The content is then sized in relative terms. Image sizes need to be defined as percentages relative to their container, instead of fixed pixel widths. That way when the screen size is decreased the image size decreases proportionately to fill the correct width of the screen.
The big benefit here is that we only have one website to maintain, altering the layout and content for different screen sizes. However it can often require a lot of refactoring of code, this can be a considerable undertaking for bigger, complex, existing sites.
Example website: Yiibu
This is designing for mobile devices first and scaling the site up for bigger screen sizes. We start out by building the most bare bones version of the site then progressively enhance as we detect bigger screen sizes and more capabilities. Mobile first focuses you to prioritize the most important features of your product right from the beginning, as we’re designing for a small screen size first.
One of the big advantages is that, if done properly, mobile first can capture a huge range of mobile devices. If a device doesn’t support media queries (like a lot of symbian/blackberry handsets) they’ll be served the super basic mobile version of the site, as the mobile.css is served first! This isn’t the case with standard responsive design, if media queries aren’t supported then these devices would be served the full version of the site.
Mobile first best suits sites that are being designed from scratch, or undergoing a large scale redesign.
Example website: Dribbble
Adaptive is a subset of responsive design. It uses media queries to target ranges of screen sizes, but doesn’t necessarily offer a fluid layout or fluid images. It takes the site as is and scales it to fit specified ranges of screen sizes.

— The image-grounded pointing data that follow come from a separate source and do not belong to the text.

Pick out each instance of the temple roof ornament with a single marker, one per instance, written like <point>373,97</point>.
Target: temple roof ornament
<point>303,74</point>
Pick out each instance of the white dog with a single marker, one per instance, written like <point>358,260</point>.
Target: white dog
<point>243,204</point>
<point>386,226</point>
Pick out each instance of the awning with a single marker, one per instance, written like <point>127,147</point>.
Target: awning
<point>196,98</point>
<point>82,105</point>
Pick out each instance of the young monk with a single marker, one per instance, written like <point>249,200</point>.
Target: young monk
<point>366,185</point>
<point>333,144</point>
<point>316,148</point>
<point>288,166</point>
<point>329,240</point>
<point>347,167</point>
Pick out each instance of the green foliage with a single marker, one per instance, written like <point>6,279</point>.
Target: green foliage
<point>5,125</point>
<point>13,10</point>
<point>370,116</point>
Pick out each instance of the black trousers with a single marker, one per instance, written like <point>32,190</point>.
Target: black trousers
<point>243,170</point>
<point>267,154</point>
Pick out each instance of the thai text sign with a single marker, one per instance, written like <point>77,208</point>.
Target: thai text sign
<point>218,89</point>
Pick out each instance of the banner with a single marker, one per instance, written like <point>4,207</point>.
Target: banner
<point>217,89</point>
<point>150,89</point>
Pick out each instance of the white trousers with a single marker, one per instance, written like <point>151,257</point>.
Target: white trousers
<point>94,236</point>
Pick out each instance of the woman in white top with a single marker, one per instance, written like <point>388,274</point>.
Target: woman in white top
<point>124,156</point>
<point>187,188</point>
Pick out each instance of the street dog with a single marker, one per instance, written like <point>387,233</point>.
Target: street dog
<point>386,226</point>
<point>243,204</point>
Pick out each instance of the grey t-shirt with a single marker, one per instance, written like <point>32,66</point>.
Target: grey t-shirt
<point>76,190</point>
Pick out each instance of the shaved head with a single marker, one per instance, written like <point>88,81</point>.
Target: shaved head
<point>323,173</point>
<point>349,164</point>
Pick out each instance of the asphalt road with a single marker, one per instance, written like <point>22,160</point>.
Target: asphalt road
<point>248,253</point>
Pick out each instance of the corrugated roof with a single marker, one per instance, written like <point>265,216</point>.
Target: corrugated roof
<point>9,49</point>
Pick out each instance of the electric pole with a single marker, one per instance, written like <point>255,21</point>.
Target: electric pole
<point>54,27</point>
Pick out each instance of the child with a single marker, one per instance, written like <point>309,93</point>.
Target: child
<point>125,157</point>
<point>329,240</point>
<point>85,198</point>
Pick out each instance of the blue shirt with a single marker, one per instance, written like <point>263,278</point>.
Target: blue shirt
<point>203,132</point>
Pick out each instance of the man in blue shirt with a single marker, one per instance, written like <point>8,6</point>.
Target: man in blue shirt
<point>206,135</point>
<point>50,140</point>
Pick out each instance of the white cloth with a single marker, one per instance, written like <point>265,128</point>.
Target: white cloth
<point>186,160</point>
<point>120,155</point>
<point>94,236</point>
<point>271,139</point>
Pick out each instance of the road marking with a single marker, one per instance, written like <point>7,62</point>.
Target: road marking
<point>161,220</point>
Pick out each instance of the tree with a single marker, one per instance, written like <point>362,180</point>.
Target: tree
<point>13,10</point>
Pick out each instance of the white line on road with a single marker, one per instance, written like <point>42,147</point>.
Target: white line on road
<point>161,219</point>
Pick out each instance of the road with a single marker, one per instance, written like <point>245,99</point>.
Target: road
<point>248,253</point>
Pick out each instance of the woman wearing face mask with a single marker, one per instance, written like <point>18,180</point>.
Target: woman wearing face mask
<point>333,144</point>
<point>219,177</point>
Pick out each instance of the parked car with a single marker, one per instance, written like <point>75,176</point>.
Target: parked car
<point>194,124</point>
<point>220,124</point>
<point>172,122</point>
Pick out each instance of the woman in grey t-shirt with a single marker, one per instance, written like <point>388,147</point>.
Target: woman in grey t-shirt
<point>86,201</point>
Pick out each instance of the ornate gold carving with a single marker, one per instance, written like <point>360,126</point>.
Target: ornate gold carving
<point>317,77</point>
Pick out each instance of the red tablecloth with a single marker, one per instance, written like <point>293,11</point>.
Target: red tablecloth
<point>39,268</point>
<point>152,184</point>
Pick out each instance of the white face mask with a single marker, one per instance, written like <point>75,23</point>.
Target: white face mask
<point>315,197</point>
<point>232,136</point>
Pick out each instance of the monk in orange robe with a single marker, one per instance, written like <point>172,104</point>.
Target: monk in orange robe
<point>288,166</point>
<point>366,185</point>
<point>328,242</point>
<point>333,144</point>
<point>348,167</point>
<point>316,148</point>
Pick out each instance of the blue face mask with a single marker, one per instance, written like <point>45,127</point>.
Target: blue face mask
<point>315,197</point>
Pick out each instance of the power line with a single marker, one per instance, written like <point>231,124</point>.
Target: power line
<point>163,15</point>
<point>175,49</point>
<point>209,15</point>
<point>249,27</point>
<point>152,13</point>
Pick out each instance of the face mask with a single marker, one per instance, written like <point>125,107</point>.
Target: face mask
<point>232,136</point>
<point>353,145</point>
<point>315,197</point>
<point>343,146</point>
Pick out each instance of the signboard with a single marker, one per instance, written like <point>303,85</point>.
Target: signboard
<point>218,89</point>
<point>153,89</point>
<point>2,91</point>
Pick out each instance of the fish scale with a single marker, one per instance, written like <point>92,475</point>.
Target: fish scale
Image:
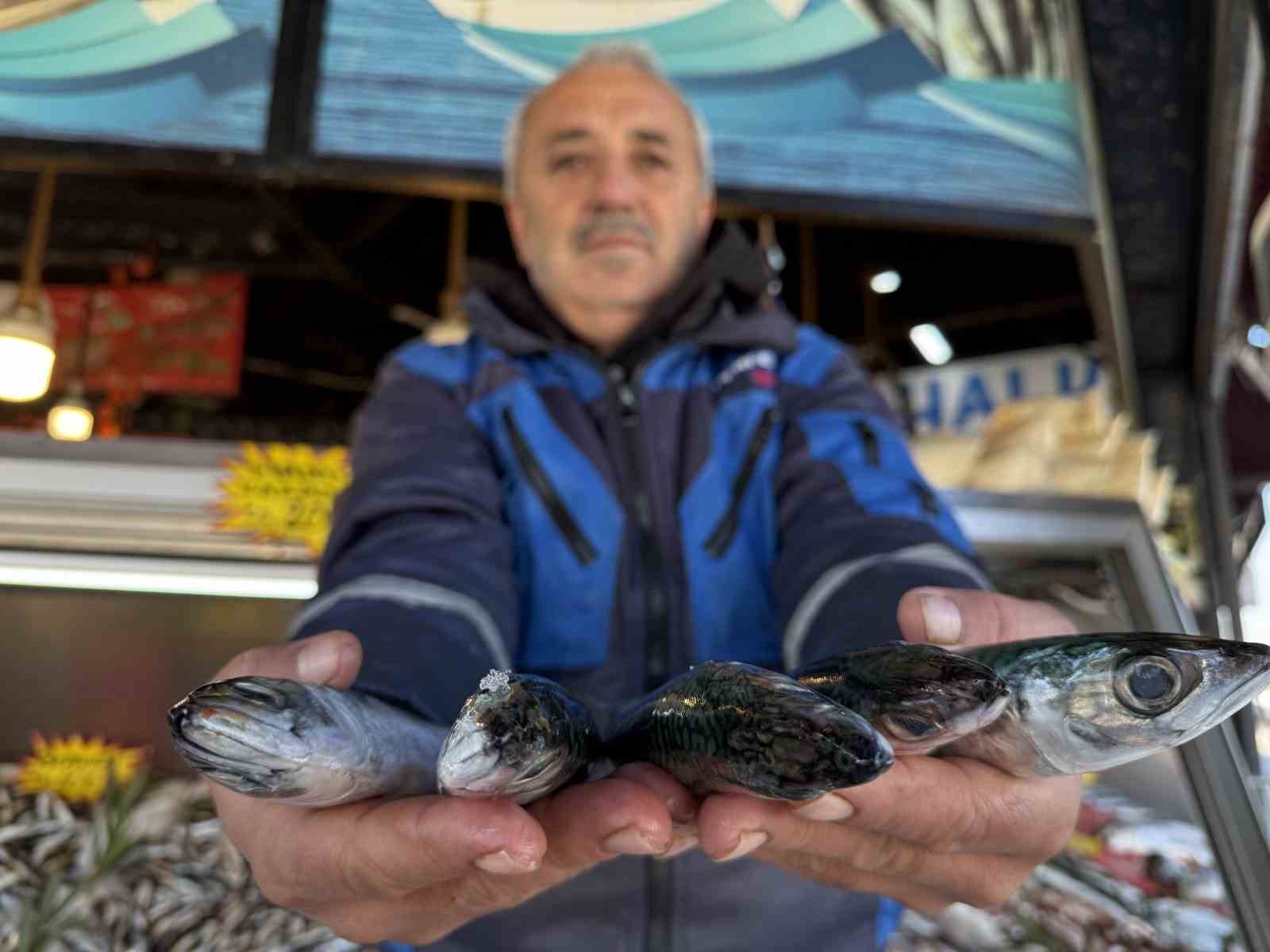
<point>727,727</point>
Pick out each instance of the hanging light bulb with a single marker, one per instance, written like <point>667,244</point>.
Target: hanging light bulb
<point>71,418</point>
<point>884,282</point>
<point>25,351</point>
<point>931,343</point>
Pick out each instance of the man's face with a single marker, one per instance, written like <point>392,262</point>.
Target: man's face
<point>609,205</point>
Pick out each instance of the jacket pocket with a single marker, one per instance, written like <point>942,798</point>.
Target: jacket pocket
<point>722,535</point>
<point>546,492</point>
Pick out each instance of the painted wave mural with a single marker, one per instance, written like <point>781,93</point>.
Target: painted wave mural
<point>192,74</point>
<point>952,102</point>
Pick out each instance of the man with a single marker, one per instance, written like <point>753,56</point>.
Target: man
<point>638,463</point>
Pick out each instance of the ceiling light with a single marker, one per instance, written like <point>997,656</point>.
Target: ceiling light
<point>71,418</point>
<point>884,282</point>
<point>25,353</point>
<point>167,577</point>
<point>931,343</point>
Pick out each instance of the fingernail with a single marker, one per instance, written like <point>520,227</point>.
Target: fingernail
<point>632,842</point>
<point>831,808</point>
<point>503,863</point>
<point>943,620</point>
<point>749,843</point>
<point>683,843</point>
<point>318,660</point>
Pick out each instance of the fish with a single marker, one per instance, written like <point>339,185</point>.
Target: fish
<point>520,736</point>
<point>728,727</point>
<point>918,697</point>
<point>1083,704</point>
<point>304,744</point>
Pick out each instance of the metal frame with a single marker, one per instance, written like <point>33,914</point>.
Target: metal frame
<point>1216,771</point>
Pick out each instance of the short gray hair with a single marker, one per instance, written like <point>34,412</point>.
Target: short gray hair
<point>626,54</point>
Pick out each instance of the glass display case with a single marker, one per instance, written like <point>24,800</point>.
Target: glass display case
<point>1172,850</point>
<point>120,592</point>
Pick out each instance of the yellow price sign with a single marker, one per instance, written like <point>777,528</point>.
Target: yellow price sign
<point>283,492</point>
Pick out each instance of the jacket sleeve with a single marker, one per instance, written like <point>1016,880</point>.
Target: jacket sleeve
<point>419,562</point>
<point>857,524</point>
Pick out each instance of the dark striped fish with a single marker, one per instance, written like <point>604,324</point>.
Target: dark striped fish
<point>730,727</point>
<point>1089,702</point>
<point>918,697</point>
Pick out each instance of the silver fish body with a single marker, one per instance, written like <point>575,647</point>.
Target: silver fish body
<point>918,697</point>
<point>520,736</point>
<point>1089,702</point>
<point>304,744</point>
<point>725,727</point>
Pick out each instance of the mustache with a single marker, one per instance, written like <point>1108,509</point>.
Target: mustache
<point>607,225</point>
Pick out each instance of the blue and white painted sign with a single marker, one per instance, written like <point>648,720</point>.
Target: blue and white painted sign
<point>960,397</point>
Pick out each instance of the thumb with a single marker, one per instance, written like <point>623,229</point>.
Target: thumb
<point>330,658</point>
<point>967,617</point>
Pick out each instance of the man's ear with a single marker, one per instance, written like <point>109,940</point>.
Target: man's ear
<point>516,226</point>
<point>705,215</point>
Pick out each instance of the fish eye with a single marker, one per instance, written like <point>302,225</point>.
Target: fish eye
<point>1149,685</point>
<point>908,727</point>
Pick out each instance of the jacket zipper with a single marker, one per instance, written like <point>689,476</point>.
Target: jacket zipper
<point>658,884</point>
<point>930,505</point>
<point>543,486</point>
<point>721,537</point>
<point>873,454</point>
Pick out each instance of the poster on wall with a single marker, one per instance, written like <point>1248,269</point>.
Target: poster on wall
<point>944,102</point>
<point>152,338</point>
<point>190,74</point>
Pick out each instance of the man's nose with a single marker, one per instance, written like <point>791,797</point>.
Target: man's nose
<point>616,186</point>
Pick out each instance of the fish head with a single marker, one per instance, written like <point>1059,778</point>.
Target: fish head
<point>1092,702</point>
<point>918,696</point>
<point>505,742</point>
<point>260,736</point>
<point>935,698</point>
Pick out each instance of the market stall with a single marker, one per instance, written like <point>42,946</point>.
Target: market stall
<point>1089,474</point>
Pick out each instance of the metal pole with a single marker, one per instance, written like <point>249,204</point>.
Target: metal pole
<point>37,238</point>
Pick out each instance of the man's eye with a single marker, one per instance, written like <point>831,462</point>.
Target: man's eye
<point>564,163</point>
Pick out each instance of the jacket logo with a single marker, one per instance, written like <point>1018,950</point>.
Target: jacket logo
<point>760,365</point>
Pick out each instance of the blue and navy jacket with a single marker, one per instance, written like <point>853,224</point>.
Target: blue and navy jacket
<point>743,493</point>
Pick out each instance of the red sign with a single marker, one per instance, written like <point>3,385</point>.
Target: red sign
<point>171,338</point>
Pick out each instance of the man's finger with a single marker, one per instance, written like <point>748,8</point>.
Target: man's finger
<point>855,858</point>
<point>379,850</point>
<point>332,658</point>
<point>584,825</point>
<point>965,617</point>
<point>679,799</point>
<point>595,822</point>
<point>976,809</point>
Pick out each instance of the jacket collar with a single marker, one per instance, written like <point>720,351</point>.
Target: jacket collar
<point>722,301</point>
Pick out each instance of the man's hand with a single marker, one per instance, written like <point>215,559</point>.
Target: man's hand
<point>414,869</point>
<point>931,831</point>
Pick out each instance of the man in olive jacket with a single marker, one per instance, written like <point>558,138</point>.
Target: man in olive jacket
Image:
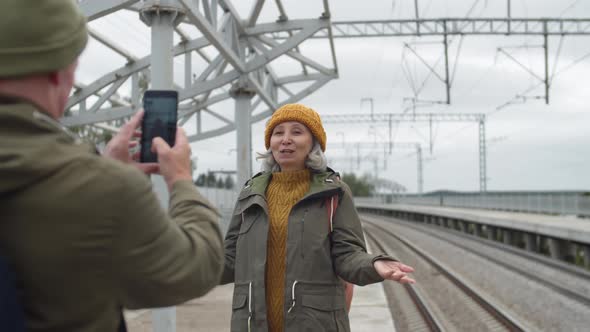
<point>84,234</point>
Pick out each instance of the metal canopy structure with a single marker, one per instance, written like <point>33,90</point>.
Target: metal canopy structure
<point>241,54</point>
<point>244,57</point>
<point>242,69</point>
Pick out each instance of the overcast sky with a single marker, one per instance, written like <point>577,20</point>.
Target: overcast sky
<point>531,146</point>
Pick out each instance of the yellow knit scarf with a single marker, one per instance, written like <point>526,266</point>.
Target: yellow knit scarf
<point>284,190</point>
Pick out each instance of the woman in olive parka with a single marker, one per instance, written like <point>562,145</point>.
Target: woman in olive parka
<point>295,235</point>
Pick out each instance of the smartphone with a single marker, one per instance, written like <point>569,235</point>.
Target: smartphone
<point>159,120</point>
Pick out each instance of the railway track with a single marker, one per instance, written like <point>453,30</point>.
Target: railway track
<point>459,240</point>
<point>420,314</point>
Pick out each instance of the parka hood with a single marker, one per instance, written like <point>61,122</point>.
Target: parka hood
<point>31,146</point>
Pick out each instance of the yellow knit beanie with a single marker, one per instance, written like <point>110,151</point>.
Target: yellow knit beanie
<point>300,113</point>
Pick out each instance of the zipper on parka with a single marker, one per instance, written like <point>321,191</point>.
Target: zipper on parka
<point>249,306</point>
<point>302,237</point>
<point>292,296</point>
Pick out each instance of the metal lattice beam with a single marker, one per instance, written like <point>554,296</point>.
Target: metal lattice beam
<point>457,26</point>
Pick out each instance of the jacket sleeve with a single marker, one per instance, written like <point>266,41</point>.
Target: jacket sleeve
<point>349,251</point>
<point>231,237</point>
<point>164,259</point>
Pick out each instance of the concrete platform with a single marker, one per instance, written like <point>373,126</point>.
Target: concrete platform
<point>212,312</point>
<point>563,227</point>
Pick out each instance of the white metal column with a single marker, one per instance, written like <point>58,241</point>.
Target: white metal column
<point>243,96</point>
<point>162,19</point>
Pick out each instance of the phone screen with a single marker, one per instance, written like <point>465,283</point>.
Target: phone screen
<point>159,120</point>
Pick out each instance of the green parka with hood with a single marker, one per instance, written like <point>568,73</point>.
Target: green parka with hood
<point>316,257</point>
<point>86,235</point>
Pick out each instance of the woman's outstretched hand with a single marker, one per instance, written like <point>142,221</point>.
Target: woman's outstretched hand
<point>391,270</point>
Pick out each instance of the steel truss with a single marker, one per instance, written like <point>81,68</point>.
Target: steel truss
<point>240,44</point>
<point>242,69</point>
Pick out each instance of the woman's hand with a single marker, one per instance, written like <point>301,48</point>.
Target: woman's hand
<point>391,270</point>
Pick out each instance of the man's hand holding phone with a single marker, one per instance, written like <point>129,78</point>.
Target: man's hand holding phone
<point>118,147</point>
<point>174,161</point>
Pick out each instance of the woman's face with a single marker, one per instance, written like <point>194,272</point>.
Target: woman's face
<point>290,144</point>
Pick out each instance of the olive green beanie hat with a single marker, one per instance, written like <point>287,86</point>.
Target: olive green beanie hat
<point>39,36</point>
<point>300,113</point>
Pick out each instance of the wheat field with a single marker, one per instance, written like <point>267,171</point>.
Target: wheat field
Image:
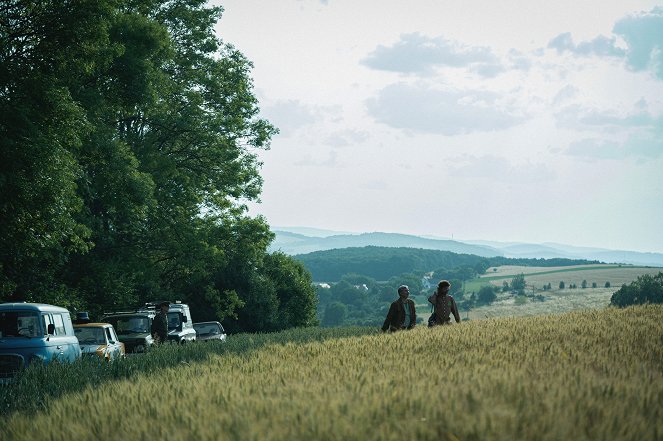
<point>588,375</point>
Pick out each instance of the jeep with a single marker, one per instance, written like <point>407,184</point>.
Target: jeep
<point>133,329</point>
<point>180,325</point>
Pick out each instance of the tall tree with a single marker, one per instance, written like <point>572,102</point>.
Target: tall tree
<point>130,139</point>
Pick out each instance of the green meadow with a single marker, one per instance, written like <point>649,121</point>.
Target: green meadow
<point>584,375</point>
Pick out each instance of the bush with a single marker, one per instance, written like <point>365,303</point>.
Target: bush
<point>645,289</point>
<point>486,295</point>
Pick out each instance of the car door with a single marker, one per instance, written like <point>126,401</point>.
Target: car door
<point>114,347</point>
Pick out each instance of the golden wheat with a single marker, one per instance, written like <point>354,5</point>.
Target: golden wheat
<point>591,375</point>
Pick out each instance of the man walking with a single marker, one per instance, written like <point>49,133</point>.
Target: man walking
<point>402,314</point>
<point>160,323</point>
<point>444,305</point>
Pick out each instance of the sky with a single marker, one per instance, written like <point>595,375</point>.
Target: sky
<point>507,121</point>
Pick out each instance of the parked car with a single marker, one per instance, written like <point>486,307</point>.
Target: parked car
<point>209,331</point>
<point>100,340</point>
<point>35,333</point>
<point>133,329</point>
<point>180,325</point>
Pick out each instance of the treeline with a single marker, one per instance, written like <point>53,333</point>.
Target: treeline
<point>128,144</point>
<point>383,263</point>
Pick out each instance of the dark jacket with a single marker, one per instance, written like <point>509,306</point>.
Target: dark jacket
<point>160,327</point>
<point>396,316</point>
<point>444,306</point>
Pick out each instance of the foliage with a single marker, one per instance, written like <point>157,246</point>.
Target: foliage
<point>129,148</point>
<point>518,283</point>
<point>645,289</point>
<point>316,386</point>
<point>383,263</point>
<point>486,295</point>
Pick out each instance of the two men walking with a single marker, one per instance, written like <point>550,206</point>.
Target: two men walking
<point>402,313</point>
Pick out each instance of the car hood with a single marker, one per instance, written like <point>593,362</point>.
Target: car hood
<point>91,348</point>
<point>8,344</point>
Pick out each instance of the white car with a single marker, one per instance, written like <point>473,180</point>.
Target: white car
<point>209,331</point>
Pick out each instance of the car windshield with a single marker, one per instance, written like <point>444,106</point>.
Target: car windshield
<point>90,336</point>
<point>173,320</point>
<point>210,329</point>
<point>19,324</point>
<point>130,325</point>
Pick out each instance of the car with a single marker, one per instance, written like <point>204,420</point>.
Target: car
<point>133,329</point>
<point>209,331</point>
<point>100,340</point>
<point>35,333</point>
<point>180,325</point>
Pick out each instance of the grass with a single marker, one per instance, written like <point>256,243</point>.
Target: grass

This can be attractive if you have an existing site that would require a lot of work to refactor to work responsively. Adaptive isn’t nearly as big a project as creating a responsive or mobile first site.
There are arguments for using each mobile design methodology. When designing a site from scratch it’s worthwhile investigating mobile first. When resources are tight a quick adaptive site might meet your needs. If you want to serve a very different experience to mobile users then a dedicated mdot mobile site may be the way to go.